I think she stepped up when no one from the leave camp fancied the job thinking it was an opportunity to get her name in the history books by guiding the UK through the rocky waters of Brexit and out the other side to a strong and stable future (har har), uniting the country in the process.
Unfortunately, she's just out of her depth and doesn't have the necessary knowledge and political skill to achieve that.
She doesn't have the kind of knowledge of both (a) the EU/international trade law and (b) the history of Northern Ireland that you would need to have in order to understand exactly what is at stake here. If she had had that kind of knowledge from the start, she would have realised what an impossible situation we are in. She wouldn't have drawn "red lines" which were fundamentally incompatible with each other and made promises she couldn't keep, such as saying we would leave the single market and customs union, but keep the Irish border open.
She also doesn't have the political skill to sell soft Brexit as not just an acceptable compromise but indeed the only workable solution. If she had that kind of strategy and charisma, she would have stood up at the start and said the UK was considering its options and was ruling nothing out until further analysis had been done.

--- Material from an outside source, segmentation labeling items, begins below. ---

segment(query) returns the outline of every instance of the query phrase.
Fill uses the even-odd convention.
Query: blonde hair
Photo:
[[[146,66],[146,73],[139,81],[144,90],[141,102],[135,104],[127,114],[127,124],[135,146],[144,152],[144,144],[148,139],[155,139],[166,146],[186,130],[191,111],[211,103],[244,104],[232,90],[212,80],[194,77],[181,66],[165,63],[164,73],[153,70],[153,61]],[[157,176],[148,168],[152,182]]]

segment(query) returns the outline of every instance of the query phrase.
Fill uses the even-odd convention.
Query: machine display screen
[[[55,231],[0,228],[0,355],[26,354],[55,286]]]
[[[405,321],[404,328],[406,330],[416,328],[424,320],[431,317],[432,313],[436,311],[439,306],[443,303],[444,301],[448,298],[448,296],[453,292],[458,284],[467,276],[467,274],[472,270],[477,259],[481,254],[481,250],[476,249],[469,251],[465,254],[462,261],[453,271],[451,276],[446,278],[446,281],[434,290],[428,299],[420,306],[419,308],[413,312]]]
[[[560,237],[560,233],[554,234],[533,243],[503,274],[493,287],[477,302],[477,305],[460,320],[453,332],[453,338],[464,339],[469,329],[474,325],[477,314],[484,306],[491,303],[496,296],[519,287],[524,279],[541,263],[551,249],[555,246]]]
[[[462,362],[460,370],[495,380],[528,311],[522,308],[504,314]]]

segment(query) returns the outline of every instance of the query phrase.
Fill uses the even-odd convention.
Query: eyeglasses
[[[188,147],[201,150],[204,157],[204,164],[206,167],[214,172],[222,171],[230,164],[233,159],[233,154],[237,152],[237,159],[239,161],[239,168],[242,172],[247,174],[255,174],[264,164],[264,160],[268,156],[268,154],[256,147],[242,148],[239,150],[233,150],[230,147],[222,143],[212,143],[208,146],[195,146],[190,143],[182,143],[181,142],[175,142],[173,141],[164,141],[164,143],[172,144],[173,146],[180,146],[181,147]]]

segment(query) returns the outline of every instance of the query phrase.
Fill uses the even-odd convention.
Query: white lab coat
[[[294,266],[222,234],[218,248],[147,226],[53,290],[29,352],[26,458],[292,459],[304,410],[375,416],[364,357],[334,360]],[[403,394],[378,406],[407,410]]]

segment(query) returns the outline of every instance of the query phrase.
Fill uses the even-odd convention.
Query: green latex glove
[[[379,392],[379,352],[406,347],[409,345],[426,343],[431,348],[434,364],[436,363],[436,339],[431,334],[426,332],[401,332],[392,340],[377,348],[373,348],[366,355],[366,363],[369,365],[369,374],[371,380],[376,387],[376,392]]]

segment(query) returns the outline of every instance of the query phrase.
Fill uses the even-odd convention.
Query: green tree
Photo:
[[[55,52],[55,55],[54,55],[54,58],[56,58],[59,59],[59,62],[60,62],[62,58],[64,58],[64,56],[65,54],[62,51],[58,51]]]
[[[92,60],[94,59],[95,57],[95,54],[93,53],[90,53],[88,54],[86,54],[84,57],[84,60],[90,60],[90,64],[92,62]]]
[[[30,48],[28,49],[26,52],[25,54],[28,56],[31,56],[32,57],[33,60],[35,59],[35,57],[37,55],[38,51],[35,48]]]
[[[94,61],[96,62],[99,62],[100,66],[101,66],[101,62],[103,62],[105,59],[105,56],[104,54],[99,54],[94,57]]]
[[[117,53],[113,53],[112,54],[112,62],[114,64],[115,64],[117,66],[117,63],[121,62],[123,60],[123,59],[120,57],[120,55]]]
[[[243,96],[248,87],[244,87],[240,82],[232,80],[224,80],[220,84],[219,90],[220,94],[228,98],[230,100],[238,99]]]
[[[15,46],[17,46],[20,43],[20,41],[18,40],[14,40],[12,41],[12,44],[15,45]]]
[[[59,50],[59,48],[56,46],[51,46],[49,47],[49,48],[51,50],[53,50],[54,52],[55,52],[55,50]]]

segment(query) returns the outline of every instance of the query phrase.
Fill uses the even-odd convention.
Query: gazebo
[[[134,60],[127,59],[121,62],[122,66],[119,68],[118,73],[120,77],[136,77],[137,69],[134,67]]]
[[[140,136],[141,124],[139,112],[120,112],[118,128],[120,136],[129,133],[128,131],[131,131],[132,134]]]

She then could have come back after a few months and said that a soft Brexit was realistically the only way to respect the referendum result whilst also taking into account the fact that it was almost evenly split between leave and remain, and that she also had to consider the likely economic impact of a hard Brexit, as well as the implications for Northern Ireland and the Scottish independence movement. But she didn't have that kind of political skill. She was pressured by the hard Brexiters in her party into committing to the kind of Brexit they wanted, under the threat of being deposed if there was even the slightest hint of "betrayal". She might have called the general election in order to buy herself a bit of freedom from the hard Brexiters in her party, but unfortunately it massively backfired. She hugely underestimated her own political appeal, and since she had already laid out her plans for a hard Brexit and triggered Article 50, remainers voted against the Tories in droves, putting her in an even worse position than she was in before.
I think her intentions were more or less good at the beginning, but now she has painted herself into a corner and has no fucking clue how to get out of it. And because she's not brave enough to stand up in front of the country and admit that we as a nation, she as a Prime Minister, the Tories as a party, Parliament and to a lesser extent the electorate have massively fucked this up, it looks like she's going to let us go off the cliff edge with no deal and then try to pin the blame on the EU for not doing a deal with us.